Both civilian groups and military detachments qualify, one medal per group. The Group Medal is awarded in addition to the Cross for the Four Day Marches that is awarded to each successful individual group member.

==History==
The Group Medal was being awarded as early as 1913 to military detachments and was known as the korpsprijs. Civilian groups were first allowed to register for the Vierdaagse in 1923. They became eligible for the Group Medal on the same terms as military groups, civilian groups out-numbering military ones by the early 1930s.

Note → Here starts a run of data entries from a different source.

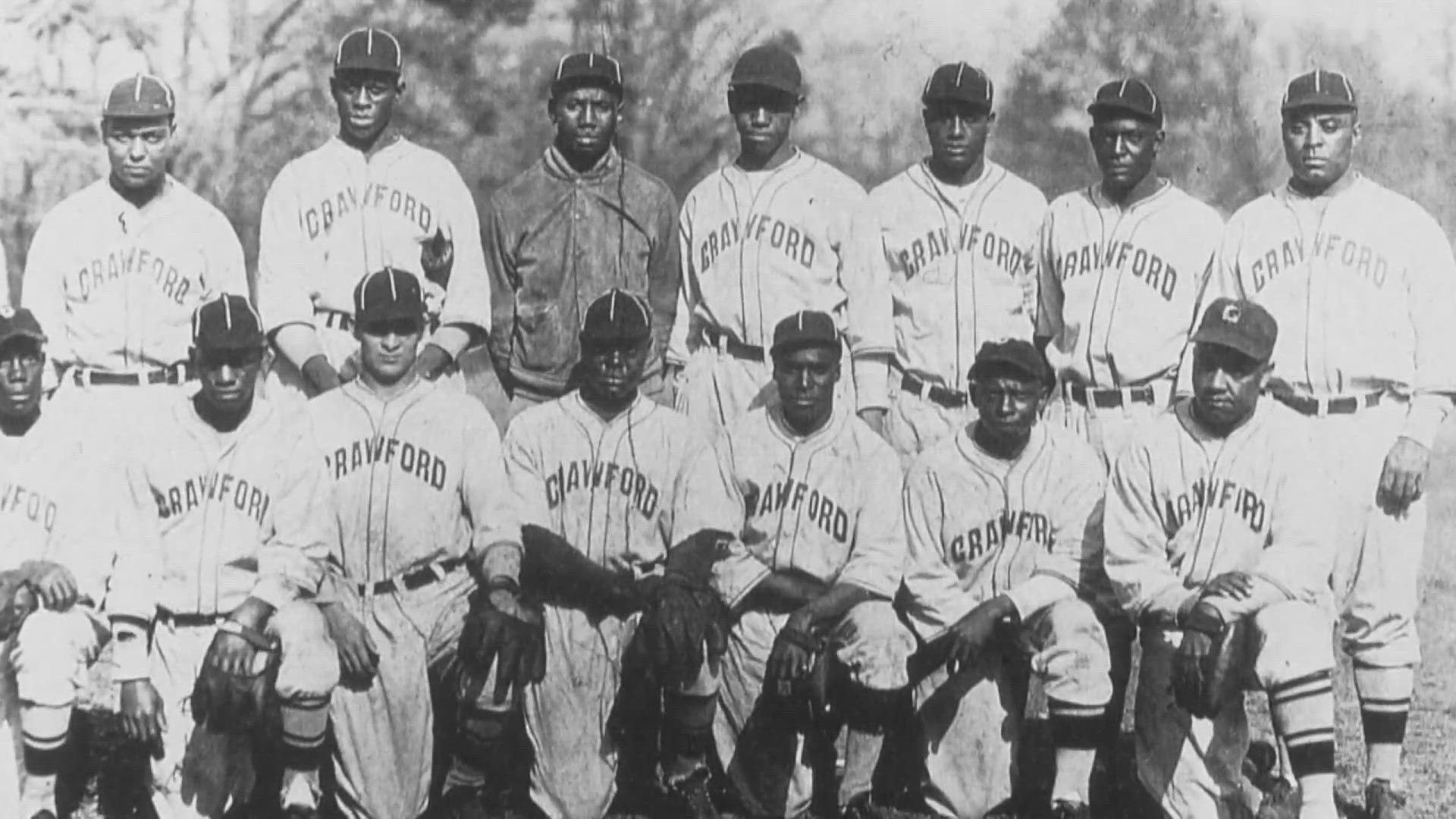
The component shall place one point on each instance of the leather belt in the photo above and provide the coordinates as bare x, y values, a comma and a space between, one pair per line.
1338, 406
416, 579
177, 373
948, 398
727, 344
1110, 398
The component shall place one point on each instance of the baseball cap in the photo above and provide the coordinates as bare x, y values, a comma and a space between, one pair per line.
369, 50
1239, 325
388, 295
767, 66
587, 69
1015, 353
228, 322
804, 328
959, 82
1128, 96
140, 96
1320, 89
19, 324
617, 315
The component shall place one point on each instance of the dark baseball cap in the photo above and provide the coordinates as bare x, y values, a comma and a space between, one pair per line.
769, 66
228, 322
587, 71
959, 82
617, 316
140, 96
1320, 89
388, 295
1128, 96
19, 324
1015, 353
369, 50
1239, 325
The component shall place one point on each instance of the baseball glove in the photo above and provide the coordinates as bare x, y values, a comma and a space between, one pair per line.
1206, 670
511, 640
17, 602
235, 700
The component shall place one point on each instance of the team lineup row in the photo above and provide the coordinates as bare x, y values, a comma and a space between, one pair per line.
688, 300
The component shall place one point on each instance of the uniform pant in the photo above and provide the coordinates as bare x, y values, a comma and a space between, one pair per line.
1193, 765
202, 774
970, 723
870, 643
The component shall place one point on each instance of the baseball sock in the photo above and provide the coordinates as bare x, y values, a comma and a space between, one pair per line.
1075, 733
1385, 704
1304, 714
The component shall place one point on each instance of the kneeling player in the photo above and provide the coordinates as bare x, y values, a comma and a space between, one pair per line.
1001, 523
243, 539
71, 541
811, 494
1219, 545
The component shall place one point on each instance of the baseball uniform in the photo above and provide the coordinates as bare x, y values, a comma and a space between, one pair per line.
981, 526
824, 504
1183, 507
951, 267
758, 246
240, 515
419, 487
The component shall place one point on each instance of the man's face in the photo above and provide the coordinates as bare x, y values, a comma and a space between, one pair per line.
612, 369
366, 102
957, 131
139, 150
1320, 145
585, 120
228, 376
1226, 384
20, 366
805, 379
1126, 149
764, 117
388, 347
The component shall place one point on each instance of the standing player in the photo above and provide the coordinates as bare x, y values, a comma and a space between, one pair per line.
76, 539
1219, 537
1362, 281
568, 229
1002, 523
811, 494
237, 499
764, 238
417, 482
366, 200
949, 246
118, 267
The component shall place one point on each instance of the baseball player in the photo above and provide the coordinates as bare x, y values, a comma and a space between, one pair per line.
1219, 541
366, 200
117, 268
574, 224
1362, 281
810, 491
73, 542
237, 500
949, 245
603, 468
1002, 523
416, 479
764, 238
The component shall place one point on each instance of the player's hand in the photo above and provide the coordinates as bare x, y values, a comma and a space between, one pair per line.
431, 362
1402, 475
143, 717
359, 656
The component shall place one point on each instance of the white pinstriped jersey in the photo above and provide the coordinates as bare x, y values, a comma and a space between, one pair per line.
1119, 284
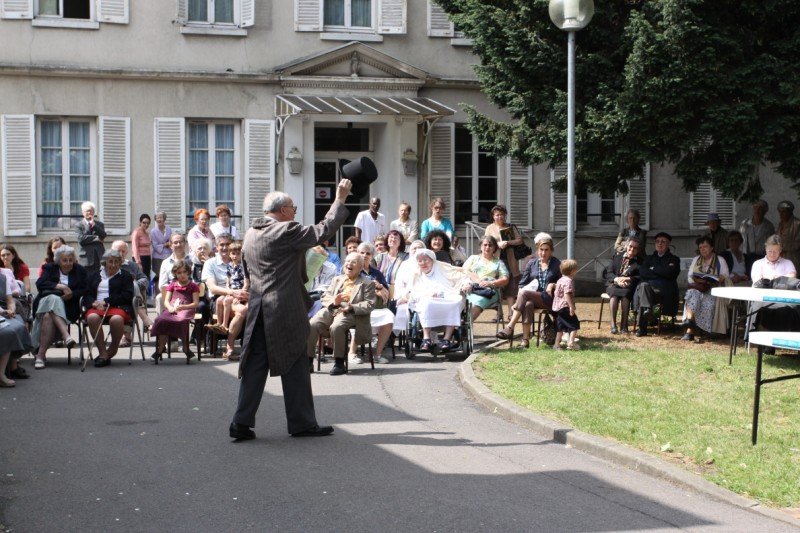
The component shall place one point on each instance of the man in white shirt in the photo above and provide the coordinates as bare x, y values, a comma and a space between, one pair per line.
369, 224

In 1928 four groups from Great Britain took part for the first time. The four Group Medals they earned were mounted on what was titled the Nijmegen Shield. This is still awarded as a trophy for a 20-mile race organised by the British Race Walking Association.

As well as the Vierdaagse at Nijmegen, the medal was also awarded to groups who took part in the four day marches organised in various locations in the Dutch East Indies between 1935 and 1939.

==Design==
All medals are of bronze or bronze gilt and have a diameter of 53 mm. Until about 1930 the medal had a top ring, although it was never awarded with a ribbon.

Obverse. Until 1977 the medal bore the image of the reigning Queen, first Wilhelmina then, from 1951 – once a new portrait has been approved – Juliana. After 1977 the design was changed to a representation of the Cross for the Four Day Marches.

Reverse. Until 1977 the wording Nederlandsche Bond Voor Lichamelijke Opvoeding circling a wreath, with Koninklijke added from 1959 when the league received the Koninklijke (Royal) prefix. Since 1977 the inscription has read Internationale Vierdaagse Afstandsmarsen Nijmegen.
The medal is sometimes seen with the name of the military unit or walking club engraved within the wreath, along with the year of award.